In writing, below, about the Salem Witch trials and rye ergot, I lost, I think, the proper issue. If the problem was literally in the bread, the accused were certainly innocent. But the real issue, and the issue Arthur Miller was getting at in his play, is the reaction of society.

Society reacts to percieved threats to society. Michel Foucault would undoubtedly show us that it is a question of how "madness" is both understood and responded to. In medieval Europe, it was largely accepted. In Puritan Salem, in the thrall of the Enlightenment, "madness" was demonic possession. So the reaction of society to the "witches" is the crux of the issue. Society responded to a perceived threat. Were these things right, or wrong? But the critical question is this: who holds society responsible for its mistakes? Later society?

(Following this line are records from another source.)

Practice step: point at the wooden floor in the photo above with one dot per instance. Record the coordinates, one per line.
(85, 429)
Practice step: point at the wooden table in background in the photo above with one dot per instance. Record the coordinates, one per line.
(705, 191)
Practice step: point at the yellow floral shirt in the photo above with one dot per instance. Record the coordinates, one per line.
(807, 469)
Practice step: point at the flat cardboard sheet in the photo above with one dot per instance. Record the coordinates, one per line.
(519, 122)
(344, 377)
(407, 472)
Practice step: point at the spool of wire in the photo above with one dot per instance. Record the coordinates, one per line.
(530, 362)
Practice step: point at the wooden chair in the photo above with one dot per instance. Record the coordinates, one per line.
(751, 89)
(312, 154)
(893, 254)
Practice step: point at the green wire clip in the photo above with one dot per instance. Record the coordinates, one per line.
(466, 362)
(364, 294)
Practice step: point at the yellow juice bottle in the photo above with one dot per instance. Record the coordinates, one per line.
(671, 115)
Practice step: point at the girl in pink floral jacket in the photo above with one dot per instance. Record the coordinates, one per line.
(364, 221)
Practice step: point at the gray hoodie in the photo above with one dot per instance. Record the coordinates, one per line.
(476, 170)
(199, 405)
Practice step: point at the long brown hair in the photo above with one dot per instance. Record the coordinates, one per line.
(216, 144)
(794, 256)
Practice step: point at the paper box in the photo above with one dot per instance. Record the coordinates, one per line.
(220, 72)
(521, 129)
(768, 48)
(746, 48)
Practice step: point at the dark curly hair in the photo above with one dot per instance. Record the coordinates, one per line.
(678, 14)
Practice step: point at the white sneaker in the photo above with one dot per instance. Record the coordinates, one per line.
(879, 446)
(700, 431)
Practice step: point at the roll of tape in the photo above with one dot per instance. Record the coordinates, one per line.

Likewise, who holds the commanders responsible for misdirecting the troops? The ACLU reports today that the records of abuse just released show clearly the torture and abuse of prisoners in Iraq and Afghanistan was too wide-spread to be "a few bad apples." Clearly leaders are complicit in this scandal. Leaders hold a dual role in a governmental hierarchy: they command, but they also represent. What they "represent" is society (even in totalitarian regimes). The stability of the leadership gives society its sense of security.

When the leadership is the problem, by extension, society is the problem. What then?
Who watches the watcher? Who holds the king and his advisors accountable? How does society hold itself accountable?